Having just discovered that someone follows ninety blogs I am concerned that I haven’t yet reached many, but then I would have no time for writing books. The next novel is taking shape and I am actually doing a little research this time. I haven’t decided which form of self publishing I will use. I am quite happy with the other six books so I don’t feel inclined to change. I write the story and hand it over to the designer and printer to produce, with input from me on the cover pictures, which we find on line. I am up to 5000 words and suppose, if I was pushed, I’d say finishing this would be a resolution but it doesn’t have to happen in 2018.
Booking a summer holiday for the two of us, with the dog, in a Cotswold cottage, has given me something else to look forward to. It might be self-catering but we usually end up having plenty of meals out . If I disappear for a while it means I’m creating elsewhere. Happy New Year.
Hi to all new viewers as we end 2016 and thanks for following. The Sea Scribes had their last meeting for this year today and we are determined to be a bigger presence on social media next year.
My new website http://www.juliecround.co.uk has meant more people have found me and I have had fun on twitter, although I still have a lot to learn about that.
Sorry to those who missed out on the free books on Goodreads. I am selling on amazon but there are still second hand copies available, too.I don’t send ebooks myself. I can’t afford to let any more go as this is possibly my last book. The way I do it every book is sold at a loss and I don’t manage the computer very well.
I promise to let you know how the play is coming on but today I decided to scrap what I had written and start all over again. January will be a new venture in more than one way.
The boiler is fixed, Ben has his chair and we are warm and content again.
OK, I give up. I’ll try to stick to writing about writing and books, from now on, with, perhaps, the odd poem.
I’ve used the marketing title because the way we promote paperbacks is not the same as the methods used for ebooks. Our group has been reading about the email lists suggested on line and I suppose the land alternative is a snail mail postal list of people who have bought books. However, when you sell in person, as I do, it seems wrong to ask for an address at the same time. What I have always done wrong is not emphasised that a review would be helpful, but most of my readers do not own computers so where would they put the reviews?
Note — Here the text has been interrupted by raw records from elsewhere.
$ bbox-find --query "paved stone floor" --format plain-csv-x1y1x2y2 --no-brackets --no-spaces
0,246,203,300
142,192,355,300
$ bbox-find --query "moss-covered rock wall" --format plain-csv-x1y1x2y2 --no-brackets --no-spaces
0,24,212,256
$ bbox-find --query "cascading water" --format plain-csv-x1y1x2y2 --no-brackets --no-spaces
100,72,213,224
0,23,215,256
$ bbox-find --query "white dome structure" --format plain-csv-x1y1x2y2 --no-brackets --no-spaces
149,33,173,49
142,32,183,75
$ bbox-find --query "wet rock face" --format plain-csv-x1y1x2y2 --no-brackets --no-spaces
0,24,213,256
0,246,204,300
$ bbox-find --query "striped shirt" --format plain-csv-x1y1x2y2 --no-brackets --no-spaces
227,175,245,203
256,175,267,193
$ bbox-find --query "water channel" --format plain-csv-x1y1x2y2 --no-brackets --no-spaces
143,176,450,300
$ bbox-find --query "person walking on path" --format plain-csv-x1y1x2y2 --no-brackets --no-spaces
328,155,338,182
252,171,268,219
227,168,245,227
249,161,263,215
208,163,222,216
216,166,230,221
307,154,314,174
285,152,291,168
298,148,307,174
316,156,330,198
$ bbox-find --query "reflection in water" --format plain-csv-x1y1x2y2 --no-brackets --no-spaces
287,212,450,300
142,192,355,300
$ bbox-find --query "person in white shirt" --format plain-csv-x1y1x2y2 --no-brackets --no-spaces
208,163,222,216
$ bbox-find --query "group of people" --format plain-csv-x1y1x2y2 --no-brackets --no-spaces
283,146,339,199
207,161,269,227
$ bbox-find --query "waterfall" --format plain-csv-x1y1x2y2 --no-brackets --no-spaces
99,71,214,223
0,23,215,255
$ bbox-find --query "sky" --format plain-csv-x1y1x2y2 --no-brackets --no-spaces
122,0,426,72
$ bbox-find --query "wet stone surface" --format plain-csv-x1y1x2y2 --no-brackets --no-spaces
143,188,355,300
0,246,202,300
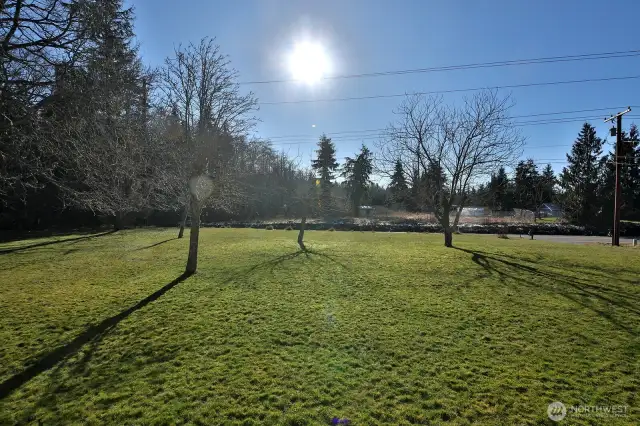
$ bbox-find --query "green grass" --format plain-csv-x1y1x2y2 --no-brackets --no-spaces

The only time I did ask if a reader would like to know about future books was at a launch.That was one out of hundreds!
Postal charges make self published paperbacks quite expensive so we will need to venture out of our local area and find customers elsewhere.
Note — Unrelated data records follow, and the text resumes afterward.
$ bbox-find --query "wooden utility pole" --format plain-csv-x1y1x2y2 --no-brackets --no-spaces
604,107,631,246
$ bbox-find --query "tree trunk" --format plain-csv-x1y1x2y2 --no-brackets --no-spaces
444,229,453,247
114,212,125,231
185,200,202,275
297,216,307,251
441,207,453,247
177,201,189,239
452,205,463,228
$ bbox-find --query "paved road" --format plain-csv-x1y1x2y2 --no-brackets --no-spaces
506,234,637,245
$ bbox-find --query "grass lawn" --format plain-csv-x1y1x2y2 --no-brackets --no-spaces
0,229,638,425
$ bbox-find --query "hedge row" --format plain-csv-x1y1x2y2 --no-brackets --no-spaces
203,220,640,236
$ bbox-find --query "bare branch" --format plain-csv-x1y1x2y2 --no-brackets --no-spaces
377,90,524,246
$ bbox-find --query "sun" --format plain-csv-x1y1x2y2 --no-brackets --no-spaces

I think I should make my blog more interactive, too. I’ll put on a mystery photo and see if anyone can identify it.Happy Christmas.
Had a marketing meeting yesterday and it reminded me of all the mistakes I made when I began self publishing.
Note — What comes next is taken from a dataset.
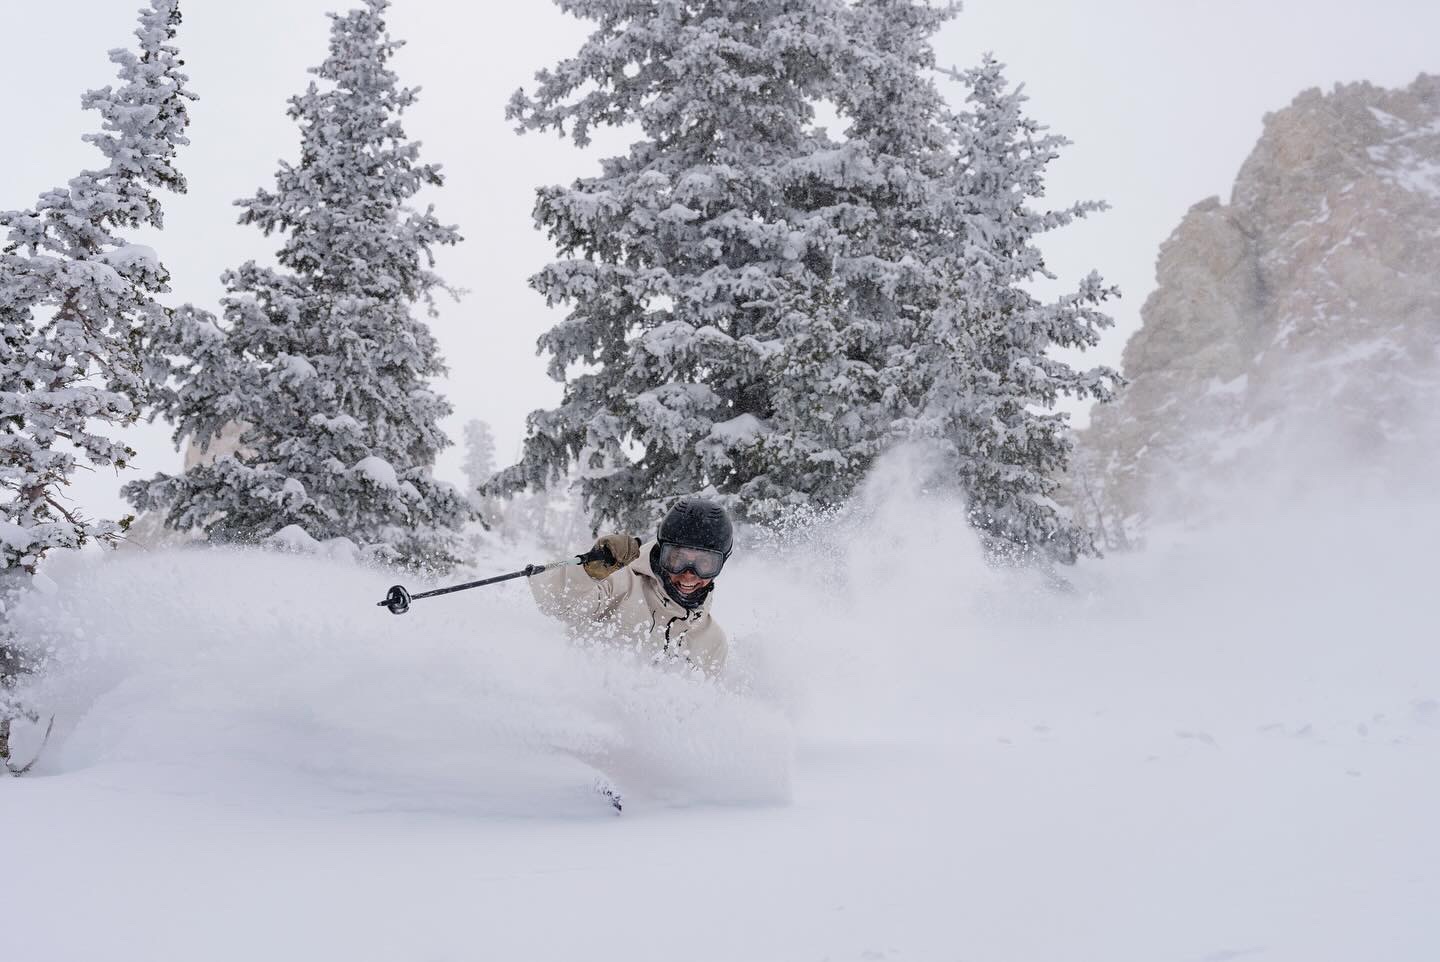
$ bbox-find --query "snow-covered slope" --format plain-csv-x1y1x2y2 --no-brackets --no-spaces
3,452,1437,962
We should put our website in our books, but I have an excuse, I have changed my website provider twice and the one in 2007 doesn’t exist any more!The two I have now are http://www.juliecround.com and http://www.juliecround.co.uk.
It is good to put a chapter of your next book in the one you are publishing (but that’s impossible if you haven’t written it!)
Some folk actually ask for reviews in their books. I think this works better in ebooks. It seems a bit cheeky in a paperback.
Pictures, pictures, pictures. We must try to use social media. ( Hard for an oldie like me, but I’m trying.) I still avoid facebook but I am on twitter. Now to try to get more photos on!
Blogging is useful but I still have more folk from USA.Never mind, quality over quantity every time!